On 1 January 1999, she became a member of the Democrats of the Left, and was president of the PES Women's Commission between 1997 and 2004. Ghilardotti was reelected to the European Parliament as a MEP for the North-West Italy constituency at the 1999 European Parliament election in Italy on 19 July 1999. She was a member of the Committee on Employment and Social Affairs; Committee on Women's Rights and Equal Opportunities; Members of the European Parliament to the Joint Parliamentary Assembly of the Agreement between the African, Caribbean and Pacific States and the European Union and Committee on Legal Affairs and the Internal Market. Ghilardotti was a substitute for both the Committee on Employment and Social Affairs and Committee on Industry, External Trade, Research and Energy.

She presented a report on the "gender budget" to the European Parliament when public budgets were analysed in a non-neutral manner by noting the responsibility and role gaps between men and women for the first time in 2003. Ghilardotti stood down as an MEP on 19 July 2004, and went back to politics in Italy and Milan, becoming a member of the National Council for Economics and Labour and head of labour problems as the PDS' Regional Secretariat. She was unavailable to stand for Mayor of Cremona in 2004 after her name was circulated for contention.

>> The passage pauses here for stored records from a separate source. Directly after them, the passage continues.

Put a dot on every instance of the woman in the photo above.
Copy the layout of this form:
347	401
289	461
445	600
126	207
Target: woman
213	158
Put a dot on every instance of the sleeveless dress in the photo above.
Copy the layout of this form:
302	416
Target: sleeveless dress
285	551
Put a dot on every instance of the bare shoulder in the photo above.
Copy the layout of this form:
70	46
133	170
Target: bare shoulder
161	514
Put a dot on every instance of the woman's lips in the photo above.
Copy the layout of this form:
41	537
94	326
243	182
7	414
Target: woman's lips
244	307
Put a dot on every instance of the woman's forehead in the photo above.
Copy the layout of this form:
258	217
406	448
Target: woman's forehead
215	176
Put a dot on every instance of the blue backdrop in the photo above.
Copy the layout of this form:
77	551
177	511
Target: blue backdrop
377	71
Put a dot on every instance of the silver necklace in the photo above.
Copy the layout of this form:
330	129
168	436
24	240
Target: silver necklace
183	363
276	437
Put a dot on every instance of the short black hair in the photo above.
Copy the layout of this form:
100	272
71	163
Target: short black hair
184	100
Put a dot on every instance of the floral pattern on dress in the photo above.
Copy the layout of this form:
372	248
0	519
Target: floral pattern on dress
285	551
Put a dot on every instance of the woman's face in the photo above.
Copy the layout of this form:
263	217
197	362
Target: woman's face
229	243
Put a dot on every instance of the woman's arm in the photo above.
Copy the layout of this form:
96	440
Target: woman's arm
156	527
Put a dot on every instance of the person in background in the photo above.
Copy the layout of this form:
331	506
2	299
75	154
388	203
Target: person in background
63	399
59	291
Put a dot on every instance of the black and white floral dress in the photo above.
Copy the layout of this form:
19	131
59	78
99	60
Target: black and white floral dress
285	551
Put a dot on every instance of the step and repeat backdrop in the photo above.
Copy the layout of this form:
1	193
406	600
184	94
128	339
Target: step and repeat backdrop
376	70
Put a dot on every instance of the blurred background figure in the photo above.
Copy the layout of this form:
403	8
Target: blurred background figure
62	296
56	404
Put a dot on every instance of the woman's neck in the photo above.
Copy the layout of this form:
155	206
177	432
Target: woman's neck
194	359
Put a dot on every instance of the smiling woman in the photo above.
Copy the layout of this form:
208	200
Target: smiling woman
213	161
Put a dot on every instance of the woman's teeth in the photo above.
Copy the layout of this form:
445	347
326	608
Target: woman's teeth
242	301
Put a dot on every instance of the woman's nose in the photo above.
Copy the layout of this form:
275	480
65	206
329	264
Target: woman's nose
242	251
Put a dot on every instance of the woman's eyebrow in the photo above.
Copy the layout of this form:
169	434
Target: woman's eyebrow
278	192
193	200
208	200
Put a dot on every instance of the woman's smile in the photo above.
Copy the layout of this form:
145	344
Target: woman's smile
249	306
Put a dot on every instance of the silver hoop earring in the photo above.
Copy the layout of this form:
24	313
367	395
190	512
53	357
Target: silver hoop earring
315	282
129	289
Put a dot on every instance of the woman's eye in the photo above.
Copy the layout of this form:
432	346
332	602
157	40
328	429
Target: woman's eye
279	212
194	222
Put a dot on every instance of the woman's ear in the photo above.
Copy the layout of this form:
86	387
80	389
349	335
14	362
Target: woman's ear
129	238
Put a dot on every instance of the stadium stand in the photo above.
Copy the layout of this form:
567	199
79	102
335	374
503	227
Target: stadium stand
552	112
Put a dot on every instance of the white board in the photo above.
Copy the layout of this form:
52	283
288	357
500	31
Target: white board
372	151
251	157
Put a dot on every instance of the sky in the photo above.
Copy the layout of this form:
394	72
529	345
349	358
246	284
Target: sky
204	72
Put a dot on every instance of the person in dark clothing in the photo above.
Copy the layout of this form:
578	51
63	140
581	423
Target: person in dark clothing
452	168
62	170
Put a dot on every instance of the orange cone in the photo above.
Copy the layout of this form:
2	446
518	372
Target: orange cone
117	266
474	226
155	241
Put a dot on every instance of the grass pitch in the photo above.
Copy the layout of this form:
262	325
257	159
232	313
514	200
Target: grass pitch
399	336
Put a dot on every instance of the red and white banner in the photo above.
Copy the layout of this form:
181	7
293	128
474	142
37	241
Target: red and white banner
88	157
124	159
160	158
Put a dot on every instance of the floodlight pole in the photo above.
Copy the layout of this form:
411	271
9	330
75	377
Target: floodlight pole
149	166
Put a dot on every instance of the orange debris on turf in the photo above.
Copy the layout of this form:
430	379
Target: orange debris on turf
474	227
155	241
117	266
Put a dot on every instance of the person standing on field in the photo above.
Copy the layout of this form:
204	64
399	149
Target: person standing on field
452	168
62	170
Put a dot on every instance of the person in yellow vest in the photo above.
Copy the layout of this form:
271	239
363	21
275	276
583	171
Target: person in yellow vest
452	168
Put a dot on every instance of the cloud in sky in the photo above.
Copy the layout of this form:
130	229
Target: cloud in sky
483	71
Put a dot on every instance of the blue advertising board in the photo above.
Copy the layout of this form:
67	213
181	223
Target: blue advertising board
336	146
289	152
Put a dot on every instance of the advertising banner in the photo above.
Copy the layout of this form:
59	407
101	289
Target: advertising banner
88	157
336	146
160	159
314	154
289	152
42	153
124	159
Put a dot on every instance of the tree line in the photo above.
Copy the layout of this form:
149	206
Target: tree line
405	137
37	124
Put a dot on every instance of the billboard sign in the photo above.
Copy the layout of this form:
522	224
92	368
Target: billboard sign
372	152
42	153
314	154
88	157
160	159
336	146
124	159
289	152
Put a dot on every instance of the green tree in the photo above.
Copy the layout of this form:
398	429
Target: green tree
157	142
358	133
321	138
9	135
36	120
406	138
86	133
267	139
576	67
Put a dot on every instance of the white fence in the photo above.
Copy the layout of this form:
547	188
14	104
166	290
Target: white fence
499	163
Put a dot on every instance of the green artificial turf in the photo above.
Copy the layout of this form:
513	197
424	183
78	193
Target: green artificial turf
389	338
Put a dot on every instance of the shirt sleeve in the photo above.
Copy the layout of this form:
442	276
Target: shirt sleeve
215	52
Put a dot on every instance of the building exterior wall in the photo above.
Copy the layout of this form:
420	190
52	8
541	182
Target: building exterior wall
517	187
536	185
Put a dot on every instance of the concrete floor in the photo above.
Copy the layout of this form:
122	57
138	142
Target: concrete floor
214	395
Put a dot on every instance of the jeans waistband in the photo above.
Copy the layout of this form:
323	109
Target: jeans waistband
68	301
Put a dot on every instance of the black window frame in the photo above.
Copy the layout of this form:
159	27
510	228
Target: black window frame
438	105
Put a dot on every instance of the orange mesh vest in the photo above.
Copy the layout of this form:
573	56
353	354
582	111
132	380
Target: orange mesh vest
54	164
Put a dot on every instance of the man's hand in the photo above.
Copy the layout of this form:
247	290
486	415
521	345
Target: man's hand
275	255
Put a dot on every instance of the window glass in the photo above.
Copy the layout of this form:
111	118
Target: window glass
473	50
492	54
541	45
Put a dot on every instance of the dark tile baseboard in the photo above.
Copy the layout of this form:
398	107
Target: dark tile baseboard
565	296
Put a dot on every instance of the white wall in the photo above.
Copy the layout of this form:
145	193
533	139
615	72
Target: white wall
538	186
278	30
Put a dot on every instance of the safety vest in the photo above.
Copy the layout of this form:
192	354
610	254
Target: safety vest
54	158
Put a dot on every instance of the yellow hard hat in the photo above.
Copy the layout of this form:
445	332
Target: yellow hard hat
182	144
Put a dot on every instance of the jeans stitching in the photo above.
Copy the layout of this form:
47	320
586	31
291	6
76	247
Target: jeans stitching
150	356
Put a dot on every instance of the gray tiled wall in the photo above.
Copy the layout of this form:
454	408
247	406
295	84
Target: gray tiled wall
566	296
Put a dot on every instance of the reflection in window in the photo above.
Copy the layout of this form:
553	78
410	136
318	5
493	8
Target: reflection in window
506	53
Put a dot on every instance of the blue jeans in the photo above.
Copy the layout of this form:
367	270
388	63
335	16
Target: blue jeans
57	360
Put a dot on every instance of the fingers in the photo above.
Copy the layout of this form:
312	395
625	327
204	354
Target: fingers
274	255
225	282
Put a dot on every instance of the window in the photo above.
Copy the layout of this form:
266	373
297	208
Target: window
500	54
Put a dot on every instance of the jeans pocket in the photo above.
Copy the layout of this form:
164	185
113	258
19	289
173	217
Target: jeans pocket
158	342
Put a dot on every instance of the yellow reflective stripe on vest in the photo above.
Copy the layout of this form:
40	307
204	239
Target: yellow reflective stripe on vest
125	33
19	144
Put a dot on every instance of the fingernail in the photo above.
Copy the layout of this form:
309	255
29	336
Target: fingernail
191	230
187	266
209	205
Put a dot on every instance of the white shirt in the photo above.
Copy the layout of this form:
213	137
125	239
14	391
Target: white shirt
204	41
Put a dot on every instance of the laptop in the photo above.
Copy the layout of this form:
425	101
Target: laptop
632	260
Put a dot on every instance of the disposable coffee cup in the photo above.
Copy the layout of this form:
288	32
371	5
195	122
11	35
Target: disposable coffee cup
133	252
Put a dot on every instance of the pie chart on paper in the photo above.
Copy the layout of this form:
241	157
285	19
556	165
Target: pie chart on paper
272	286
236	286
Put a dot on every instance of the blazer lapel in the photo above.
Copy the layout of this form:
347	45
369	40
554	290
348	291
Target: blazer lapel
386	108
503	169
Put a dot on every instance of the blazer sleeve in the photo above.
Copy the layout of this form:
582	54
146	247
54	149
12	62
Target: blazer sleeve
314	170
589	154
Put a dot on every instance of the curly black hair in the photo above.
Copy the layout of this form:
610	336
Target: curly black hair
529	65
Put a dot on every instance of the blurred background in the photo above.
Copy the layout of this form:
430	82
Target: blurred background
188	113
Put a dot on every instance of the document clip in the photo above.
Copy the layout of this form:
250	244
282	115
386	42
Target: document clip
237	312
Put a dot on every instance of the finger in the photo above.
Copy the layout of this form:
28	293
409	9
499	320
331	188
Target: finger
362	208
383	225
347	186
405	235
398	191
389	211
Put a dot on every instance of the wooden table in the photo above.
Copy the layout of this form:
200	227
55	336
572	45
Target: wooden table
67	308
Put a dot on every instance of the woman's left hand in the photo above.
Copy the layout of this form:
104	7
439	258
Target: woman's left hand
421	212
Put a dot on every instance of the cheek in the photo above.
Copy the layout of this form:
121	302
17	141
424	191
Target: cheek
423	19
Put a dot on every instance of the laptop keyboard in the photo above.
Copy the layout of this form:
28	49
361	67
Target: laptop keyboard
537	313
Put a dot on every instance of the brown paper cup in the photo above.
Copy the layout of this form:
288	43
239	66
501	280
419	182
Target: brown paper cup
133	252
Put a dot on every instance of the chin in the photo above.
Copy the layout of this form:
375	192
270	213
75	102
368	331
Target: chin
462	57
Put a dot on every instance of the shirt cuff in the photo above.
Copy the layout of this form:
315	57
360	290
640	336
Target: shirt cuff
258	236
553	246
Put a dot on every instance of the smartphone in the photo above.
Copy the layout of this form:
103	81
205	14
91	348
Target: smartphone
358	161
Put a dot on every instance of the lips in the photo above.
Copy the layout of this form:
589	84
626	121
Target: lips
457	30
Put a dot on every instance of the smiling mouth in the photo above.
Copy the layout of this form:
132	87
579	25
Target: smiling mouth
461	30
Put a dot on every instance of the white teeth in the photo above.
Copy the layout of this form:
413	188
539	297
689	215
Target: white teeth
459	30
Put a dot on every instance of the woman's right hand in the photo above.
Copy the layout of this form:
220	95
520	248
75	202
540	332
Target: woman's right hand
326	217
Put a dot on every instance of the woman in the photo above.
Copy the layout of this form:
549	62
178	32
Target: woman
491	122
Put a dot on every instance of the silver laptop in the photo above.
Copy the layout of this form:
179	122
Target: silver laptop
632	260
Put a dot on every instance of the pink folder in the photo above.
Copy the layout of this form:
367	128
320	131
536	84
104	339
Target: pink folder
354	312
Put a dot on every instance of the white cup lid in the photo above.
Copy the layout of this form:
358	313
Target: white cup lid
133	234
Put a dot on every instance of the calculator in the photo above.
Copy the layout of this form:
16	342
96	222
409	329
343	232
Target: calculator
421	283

==Personal life and death==
Ghilardotti was married to Sergio Graziosi, with whom she had two children. On the night of 13 September 2005, she died of a sudden illness in Milan. Ghilardotti was given a funeral at the Santa Maria dell'Incoronata in Corso Garibaldi in Milan.

==Legacy==

The Ghilardotti Fund issued by the S&D Equality and Diversity Traineeship was established by the Progressive Alliance of Socialists and Democrats in 2004 and is awarded "to enable young people to gain practical experience in the areas of social rights and employment, women’s rights, anti-discrimination, equal opportunities and fundamental rights and freedoms. The candidate of this fund must prove his/her personal commitment (NGOs), professional experience or studies in the fields mentioned above." The annual Fiore Award was first awarded in her name in early 2006, and a scholarship in Ghilardotti's name was set up by the Fiorella Ghilardotti Association in December 2006 to "support the delicate transition from middle school to high school" in Italy.

In December 2009, the circle of the Democrats of the Left of Cassina de' Pecchi was named after her. A working room on the fifth floor of the Pirelli Tower in Milan was named in dedication after her in a plaque unveiling ceremony held in December 2015.